Stealthy Backdoor Attacks against LLMs Based on Natural Style Triggers
Jiali Wei, Ming Fan, Guoheng Sun, Xicheng Zhang, Haijun Wang + 1 more
TLDR
BadStyle introduces a stealthy, style-based backdoor attack framework for LLMs, using natural triggers and an auxiliary loss for stable payload injection.
Key contributions
- Uses an LLM to generate natural, style-level poisoned samples with imperceptible triggers.
- Introduces an auxiliary target loss for stable payload injection during fine-tuning.
- Achieves high attack success rates and strong stealthiness across seven victim LLMs.
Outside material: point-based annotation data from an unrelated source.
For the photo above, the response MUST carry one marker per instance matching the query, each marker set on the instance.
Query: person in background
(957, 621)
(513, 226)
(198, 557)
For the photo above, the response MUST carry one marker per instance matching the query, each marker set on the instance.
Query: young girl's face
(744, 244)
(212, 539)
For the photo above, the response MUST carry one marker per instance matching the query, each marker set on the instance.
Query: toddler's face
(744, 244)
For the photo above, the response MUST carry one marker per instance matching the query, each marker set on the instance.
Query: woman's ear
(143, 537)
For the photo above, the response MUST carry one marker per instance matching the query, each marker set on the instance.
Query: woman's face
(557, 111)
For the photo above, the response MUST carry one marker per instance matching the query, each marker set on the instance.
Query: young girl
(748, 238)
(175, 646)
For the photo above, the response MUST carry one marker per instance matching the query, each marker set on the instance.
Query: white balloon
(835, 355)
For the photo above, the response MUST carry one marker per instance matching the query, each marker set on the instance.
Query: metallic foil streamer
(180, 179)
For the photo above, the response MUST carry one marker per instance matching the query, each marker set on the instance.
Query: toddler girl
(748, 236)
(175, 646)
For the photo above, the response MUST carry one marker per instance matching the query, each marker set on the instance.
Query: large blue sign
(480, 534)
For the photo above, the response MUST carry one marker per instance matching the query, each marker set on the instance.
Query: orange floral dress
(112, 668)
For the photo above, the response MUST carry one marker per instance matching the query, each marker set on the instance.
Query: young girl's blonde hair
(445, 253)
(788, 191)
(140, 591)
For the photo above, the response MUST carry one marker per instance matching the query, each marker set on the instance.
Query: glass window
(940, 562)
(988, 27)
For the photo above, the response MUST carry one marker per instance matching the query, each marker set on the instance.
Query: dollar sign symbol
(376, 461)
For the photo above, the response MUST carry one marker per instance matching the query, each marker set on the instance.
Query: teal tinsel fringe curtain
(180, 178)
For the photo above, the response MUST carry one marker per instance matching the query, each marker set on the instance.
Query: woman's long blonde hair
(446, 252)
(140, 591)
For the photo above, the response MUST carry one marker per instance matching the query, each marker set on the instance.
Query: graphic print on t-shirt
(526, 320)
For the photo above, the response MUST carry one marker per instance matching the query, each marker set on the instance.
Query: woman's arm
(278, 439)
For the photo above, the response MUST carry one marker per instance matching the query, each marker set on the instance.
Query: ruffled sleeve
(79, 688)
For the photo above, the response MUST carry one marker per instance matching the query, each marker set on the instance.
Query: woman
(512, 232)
- Consistently evades input-level defenses and bypasses output-level defenses.
Why it matters
Existing LLM backdoor attacks suffer from explicit triggers and unreliable payload injection. BadStyle addresses these by creating stealthy, style-based triggers and stabilizing payload delivery. This work highlights new vulnerabilities, urging better defense mechanisms against sophisticated, natural-looking attacks.
Original Abstract
The growing application of large language models (LLMs) in safety-critical domains has raised urgent concerns about their security. Many recent studies have demonstrated the feasibility of backdoor attacks against LLMs. However, existing methods suffer from three key shortcomings: explicit trigger patterns that compromise naturalness, unreliable injection of attacker-specified payloads in long-form generation, and incompletely specified threat models that obscure how backdoors are delivered and activated in practice. To address these gaps, we present BadStyle, a complete backdoor attack framework and pipeline. BadStyle leverages an LLM as a poisoned sample generator to construct natural and stealthy poisoned samples that carry imperceptible style-level triggers while preserving semantics and fluency. To stabilize payload injection during fine-tuning, we design an auxiliary target loss that reinforces the attacker-specified target content in responses to poisoned inputs and penalizes its emergence in benign responses. We further ground the attack in a realistic threat model and systematically evaluate BadStyle under both prompt-induced and PEFT-based injection strategies. Extensive experiments across seven victim LLMs, including LLaMA, Phi, DeepSeek, and GPT series, demonstrate that BadStyle achieves high attack success rates (ASRs) while maintaining strong stealthiness. The proposed auxiliary target loss substantially improves the stability of backdoor activation, yielding an average ASR improvement of around 30% across style-level triggers. Even in downstream deployment scenarios unknown during injection, the implanted backdoor remains effective. Moreover, BadStyle consistently evades representative input-level defenses and bypasses output-level defenses through simple camouflage.